Examples 2 to 5 A copolymer obtained by copolymerizing vinyl acetate and an alkyl vinyl ether containing an oxyalkylene group was saponified in the same manner as in Example 1 except as described in Table 1. Saponified copolymers (B), (C), (D) and (E) were obtained.

[0026]

[Table 1]

A green sheet having a thickness of 25 μm was obtained in the same manner as in Example 1 except that the saponified copolymer and the ceramic raw material powder were changed as shown in Table 2. Evaluation of the obtained green sheet was performed in the same manner as in Example 1. As shown in Table 2, the results were excellent.

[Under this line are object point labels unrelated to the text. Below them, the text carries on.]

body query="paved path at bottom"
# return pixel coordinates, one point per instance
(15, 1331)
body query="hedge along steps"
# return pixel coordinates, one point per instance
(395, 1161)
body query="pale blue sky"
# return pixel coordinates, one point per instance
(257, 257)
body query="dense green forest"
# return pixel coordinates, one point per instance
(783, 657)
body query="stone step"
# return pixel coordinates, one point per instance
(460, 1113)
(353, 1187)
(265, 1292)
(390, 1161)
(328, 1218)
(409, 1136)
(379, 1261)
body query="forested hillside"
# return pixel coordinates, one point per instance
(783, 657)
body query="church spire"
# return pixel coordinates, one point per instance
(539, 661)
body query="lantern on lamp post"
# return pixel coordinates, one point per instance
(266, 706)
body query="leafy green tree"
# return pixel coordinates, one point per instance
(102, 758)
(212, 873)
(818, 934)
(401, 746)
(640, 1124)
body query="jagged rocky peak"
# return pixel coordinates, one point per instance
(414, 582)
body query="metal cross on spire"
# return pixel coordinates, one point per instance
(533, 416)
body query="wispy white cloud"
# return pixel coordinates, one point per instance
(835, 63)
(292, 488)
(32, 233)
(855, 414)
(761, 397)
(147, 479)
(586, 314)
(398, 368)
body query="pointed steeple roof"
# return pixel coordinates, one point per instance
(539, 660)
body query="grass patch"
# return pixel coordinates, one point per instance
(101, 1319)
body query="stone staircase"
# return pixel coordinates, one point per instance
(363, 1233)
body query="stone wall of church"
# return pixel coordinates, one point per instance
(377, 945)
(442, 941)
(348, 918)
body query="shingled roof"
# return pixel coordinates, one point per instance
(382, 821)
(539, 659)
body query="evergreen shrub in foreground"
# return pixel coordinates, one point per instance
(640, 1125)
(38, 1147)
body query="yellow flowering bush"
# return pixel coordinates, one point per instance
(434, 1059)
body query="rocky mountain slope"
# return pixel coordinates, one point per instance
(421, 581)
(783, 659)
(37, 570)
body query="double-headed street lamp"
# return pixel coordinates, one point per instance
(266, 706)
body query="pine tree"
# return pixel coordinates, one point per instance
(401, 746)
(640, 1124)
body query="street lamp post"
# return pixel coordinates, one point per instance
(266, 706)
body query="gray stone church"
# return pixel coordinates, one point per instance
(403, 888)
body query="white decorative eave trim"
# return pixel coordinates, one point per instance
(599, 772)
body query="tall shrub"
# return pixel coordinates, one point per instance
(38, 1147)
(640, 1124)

Examples 6 and 7 A green sheet having a thickness of 25 μm was obtained in the same manner as in Examples 3 and 5, except that 10% by weight of glycerin was added to the saponified copolymer. Evaluation of the obtained green sheet was performed in the same manner as in Example 1. As shown in Table 2, the results were excellent.

Comparative Examples 1 and 2 A saponified copolymer and a ceramic raw material powder were changed as shown in Table 2 in the same manner as in Example 1 except that the thickness was 2
A 5 μm green sheet was obtained. Evaluation of the obtained green sheet was performed in the same manner as in Example 1. As shown in Table 2, as shown in Table 2, in the case of Comparative Example 1, the green sheet was excellent in flexibility, but inferior in heat fusibility. Also, in the case of Comparative Example 2, although the flexibility of the green sheet was excellent, the strength of the green sheet was weak and a laminate could not be obtained.

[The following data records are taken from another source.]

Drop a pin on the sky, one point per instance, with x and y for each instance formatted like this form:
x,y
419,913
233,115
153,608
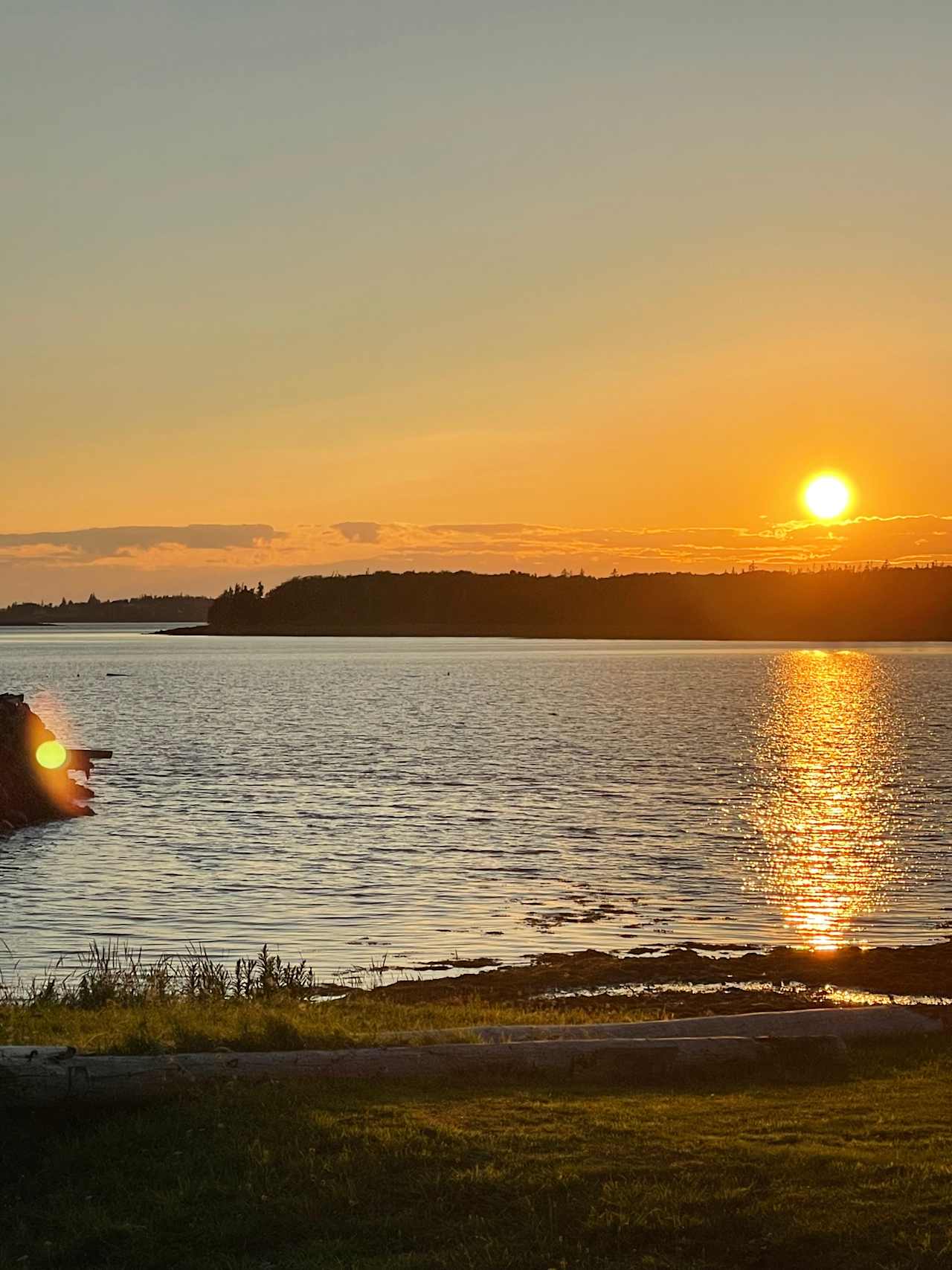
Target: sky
x,y
303,286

Comparative Example 3 A partially saponified PVA having a degree of polymerization of 500 and a saponification degree of 88 mol% was used as a binder resin, and the thickness was changed in the same manner as in Example 1 except that the ceramic powder was changed as shown in Table 2. A 25 μm green sheet was obtained. Evaluation of the obtained green sheet was performed in the same manner as in Example 1. As shown in Table 2, the results were all inferior.

[0031]

[Table 2]

[0032]

As is clear from the above description, when manufacturing a hybrid type circuit board or the like having a water-soluble or water-dispersible property and laminating a large number of green sheets, the green sheets can be connected to each other. It is possible to provide a ceramic binder having excellent flexibility which can be sufficiently heat-fused, does not cause delamination or the like in the obtained hybrid circuit substrate, and can obtain a hybrid circuit substrate having sufficient performance. it can.

Claims (1)

[Claims] 1. A water solution wherein 0.1 mol% or more of an alkyl vinyl ether containing an oxyalkylene group is obtained by saponifying a copolymer of a copolymerized aliphatic vinyl ester and which has a saponification degree of 30 mol% or more. A binder for ceramics, comprising a modified or water-dispersible modified polyvinyl alcohol as a main component.